Raúl handles his business.

 

Take the case of the two money mules who take $200K of Barrera cash, drive it across the border and keep driving toward Monterrey instead of Tijuana. But Mexican highways can be long, and sure enough, these two pendejos get picked up near Chihuahua by the MJFP, who hold them long enough for Raúl to get there.

 

Raúl is not pleased.

 

He has one mule’s hands stretched across a paper cutter, then asks him, “Didn’t your mother ever teach you to keep your hands to yourself?”

 

“Yes!” the mule screams. His eyes are bulging out of his head.

 

“You should have listened to her,” Raúl says. Then he leans all his weight on top of the blade, which crunches through the mule’s wrists.
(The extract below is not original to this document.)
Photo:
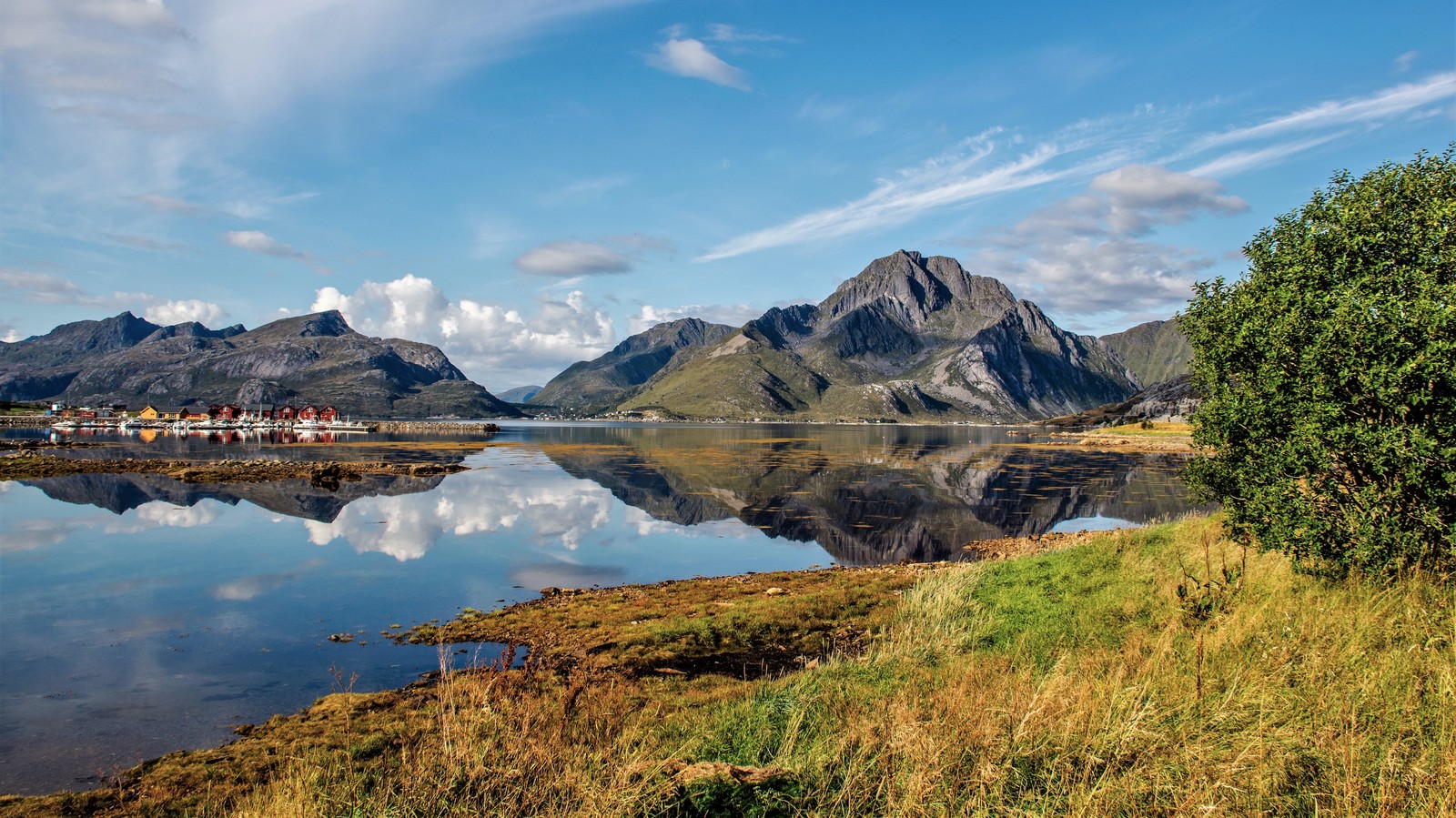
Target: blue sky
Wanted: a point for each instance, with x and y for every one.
(528, 182)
The cops rush the guy to the hospital because Raúl has been quite clear that he wants the handless man alive and walking around as a human message board.

 

The other errant mule does make it to Monterrey, but he’s chained and gagged in the trunk of a car that Raúl drives to a vacant lot, douses with gasoline and sets on fire. Then Raúl drives the cash to Tijuana himself, has lunch with Adán and goes to a soccer match.